Nel 1984 pubblicò questo libro, ambientato in Val d’Ossola, con al centro le figure del commissario politico comunista Simon e del comandante cattolico Emilio. Uomini diversi accomunati da un’unica passione civile e democratica.
Una lezione per l’oggi. Il libro è ancora fresco e da leggere perché, dopo la “battaglia” di Megolo (la prima sconfitta militare della Resistenza) racconta la vita partigiana attraverso la quotidianità e le fertili discussioni formative per tanti giovani andati inconsapevoli in montagna. Il libro nel 1990 ebbe una edizione in lingua tedesca “Die unsichtbaren Dörfer”.
Una seconda edizione verrà presentata a BBB 2022 (“Die unsichtbaren Dörfer – Partisanrepublik Ossola” (Zurich, Rotpunktverlag, 2022) con uno spettacolo multimediale di immagini, filmati e letture originali.
Accolgo con alta stima questo evento che propone anche all’estero l’immagine dell’esperienza della Repubblica dell’Ossola i cui valori forti vanno trasmessi sempre più ai nostri giovani


Personaggi

7. Franco Sgrena e Antonietta Chiovini

Gli ultimi partigiani “vanno”. Come nella natura degli esseri umani. Vanno, ma lasciano memoria di esperienze di vita preziose.
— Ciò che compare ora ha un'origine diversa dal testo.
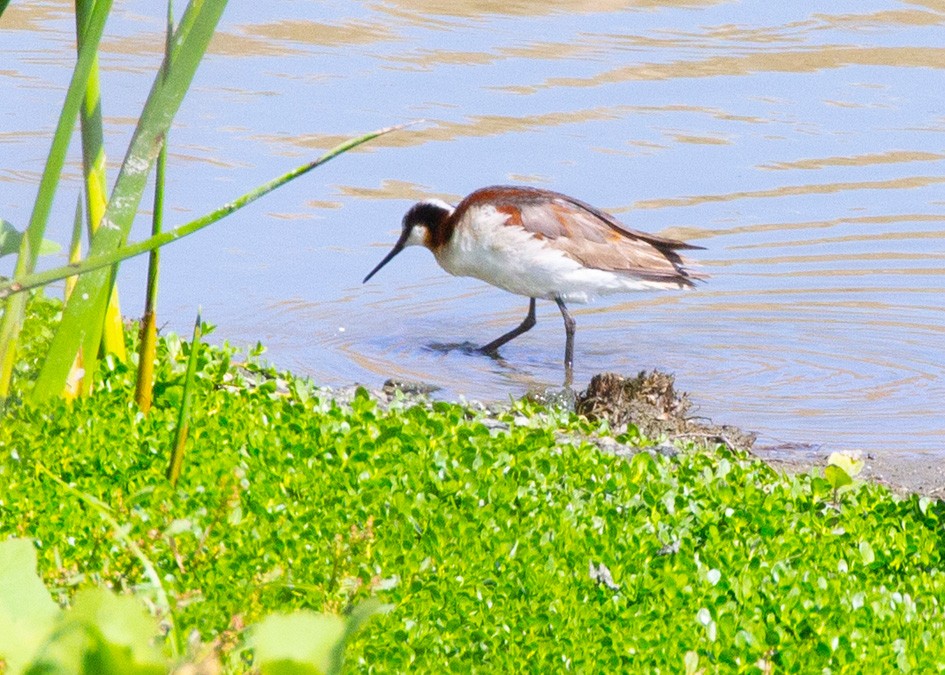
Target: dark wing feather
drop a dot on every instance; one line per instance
(588, 235)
Franco Sgrena, papà della giornalista Giuliana che fu rapita in Iraq, aveva 96 anni e viveva a Masera in Val d’Ossola. Aveva fatto la ritirata di Russia e poi il partigiano nell’ottava Matteotti (nome di battaglia Ranca). Poi nel dopoguerra anche il contrabbandiere, lo spallone tra Italia e Svizzera. Una vita di “disobbedienza”. A lui e alla moglie Antonietta Neta (“bella come Liz Taylor”) lo scrittore vigezzino Benito Mazzi aveva dedicato un libro affascinante: “La ragazza che aveva paura del temporale” (Interlinea, Novara, 2011). Il libro racconta l’avventura e l’amore di una vita, anche la lotta “epica” tra gli sfrusitt e i finanzieri, spesso uguali nello svolgere un mestiere gramo.
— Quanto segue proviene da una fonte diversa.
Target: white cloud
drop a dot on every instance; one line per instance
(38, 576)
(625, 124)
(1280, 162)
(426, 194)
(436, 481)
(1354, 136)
Franco Sgrena, da democratico saldo, ha sempre partecipato alle “ricorrenze”. Diceva: “Dobbiamo esserci, è un nostro dovere. Per quelli che non ci sono più e per i giovani, per quelli che non sanno cosa è stata la Resistenza, la lotta che ha portato alla liberazione e alla democrazia che respirano ogni giorno.”
Antonietta Chiovini aveva 95 anni e viveva a Verbania. Aveva fatto la partigiana (nome di battaglia Dorsett), protagonista di una Resistenza che fu il “Secondo Risorgimento d’Italia”: non il primo condotto da intellettuali e studenti protetti dai Savoia, ma quello di un popolo, donne e uomini, che riscattarono l’Italia dal Fascismo. Antonietta portò messaggi, medicine e armi alle “bande” rifugiate a Scareno in Valle Intrasca.
Poi fu individuata a salì in montagna. Lì conobbe un uomo venuto dalle Marche, Giuseppe Perozzi (il comandante Marco della “Cesare Battisti”). Combatterono insieme e costruirono una vita insieme nella “nuova Italia”.
Mi ha sempre colpito come, in anni difficili dove la vita era volatile ma gli ideali saldi, nascessero amori duraturi. Il contrario della guerra.
Anche questa è una memoria buona. Antonietta era sorella di Nino Chiovini, partigiano e scrittore a cui è dedicato il “parco letterario” del Parco Nazionale Val Grande.